To be fair, it was already done by bad managers long before.

This is what I sees getting missed in a lot of LLM conversations. They're amplifiers. Full stop. If you have good practices they supercharge them, if you had bad practices, same thing.

I saw a trend of UX/UI designers coming with practice which I knew better were wrong. But they insisted. E.g hijack brosser native controls.

Will never know whether they passed along some manager/PM commandements or were just incompetent.

  • > But they insisted. E.g hijack brosser native controls.

    [Rant-Example] The goshdarn ticketing-system hijacks alt-f, so that instead of opening the File menu of my browser, and instead toggles the favorite-status of whatever ticket I happen to be viewing.

    • A mistake was made early on even letting web apps see keystrokes like that. In a better world, modifier keys were used in a principled way from the start - only the window manager gets to see meta-anything, only the shell or GUI app gets to see control-anything, and web apps can work with alt-anything.

  • To be fair, the native browser controls have had too many quirks and features fox UX/UI consistency.

    Corporate needs their Brand™ look precisely as specified in their expensive Style Guide. IBM wouldn't want the Google vibes of Android Material Design TextFields, I imagine.

    Scratch beneath the visuals, and starker technical differences appear.

    Safari on iOS (used to?) has a 350ms debounce delay on every tap / click, in case you want to do a multitouch gesture.

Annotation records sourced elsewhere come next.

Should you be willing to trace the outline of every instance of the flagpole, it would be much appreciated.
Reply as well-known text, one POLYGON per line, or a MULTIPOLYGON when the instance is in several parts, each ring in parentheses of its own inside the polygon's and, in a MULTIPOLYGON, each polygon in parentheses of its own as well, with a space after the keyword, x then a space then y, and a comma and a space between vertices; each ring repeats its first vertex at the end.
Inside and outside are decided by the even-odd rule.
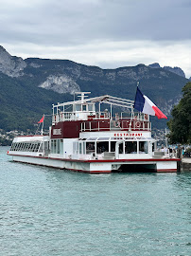
MULTIPOLYGON (((43 120, 44 120, 44 114, 43 114, 43 120)), ((43 124, 42 124, 41 135, 42 136, 43 135, 43 124)))

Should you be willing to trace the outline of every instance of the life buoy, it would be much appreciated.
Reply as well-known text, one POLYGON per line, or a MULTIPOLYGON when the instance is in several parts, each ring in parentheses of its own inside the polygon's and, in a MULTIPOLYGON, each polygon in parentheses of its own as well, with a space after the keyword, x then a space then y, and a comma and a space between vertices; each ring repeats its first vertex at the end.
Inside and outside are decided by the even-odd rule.
POLYGON ((140 121, 136 121, 135 122, 135 127, 136 128, 140 128, 141 127, 141 122, 140 121))
POLYGON ((114 125, 114 127, 119 128, 120 127, 120 121, 114 121, 113 125, 114 125))

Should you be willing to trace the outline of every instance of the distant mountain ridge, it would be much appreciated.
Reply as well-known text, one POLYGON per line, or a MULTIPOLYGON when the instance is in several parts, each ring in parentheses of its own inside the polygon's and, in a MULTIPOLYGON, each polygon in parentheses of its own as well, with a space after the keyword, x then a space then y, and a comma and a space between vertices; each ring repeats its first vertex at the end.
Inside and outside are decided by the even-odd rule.
POLYGON ((169 115, 188 81, 180 74, 145 64, 102 69, 69 60, 23 60, 0 46, 0 128, 31 129, 43 113, 51 114, 52 103, 72 101, 76 91, 134 100, 137 82, 143 93, 169 115))
POLYGON ((162 67, 158 63, 154 63, 154 64, 148 64, 149 67, 151 68, 163 68, 163 69, 165 69, 167 71, 170 71, 172 73, 175 73, 181 77, 183 77, 185 78, 185 74, 183 72, 183 70, 181 68, 181 67, 178 67, 178 66, 174 66, 174 67, 171 67, 171 66, 164 66, 162 67))

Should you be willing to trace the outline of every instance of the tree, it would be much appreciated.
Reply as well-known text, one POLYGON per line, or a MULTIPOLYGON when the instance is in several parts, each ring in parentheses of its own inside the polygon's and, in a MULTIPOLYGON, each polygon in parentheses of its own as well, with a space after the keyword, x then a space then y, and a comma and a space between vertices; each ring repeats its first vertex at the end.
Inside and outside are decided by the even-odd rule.
POLYGON ((174 106, 172 119, 167 122, 171 143, 191 143, 191 82, 182 88, 183 97, 174 106))

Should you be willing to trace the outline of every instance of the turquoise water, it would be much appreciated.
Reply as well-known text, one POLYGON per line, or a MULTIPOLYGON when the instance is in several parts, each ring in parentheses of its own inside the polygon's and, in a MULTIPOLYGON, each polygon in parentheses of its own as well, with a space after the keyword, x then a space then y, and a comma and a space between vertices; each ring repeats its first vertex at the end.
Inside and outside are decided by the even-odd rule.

    JavaScript (Frameworks) were the only way this arbitrary delay to user input could be reduced before 2015, when Apple finally released a native API for this.

    https://webkit.org/blog/5610/more-responsive-tapping-on-ios/

    • > To be fair, the native browser controls have had too many quirks and features fox UX/UI consistency.

      Well, too many to have a single website be consistent across browsers.

      But as a user I'm using one specific browsers, and I expect all websites be consistent for that browser.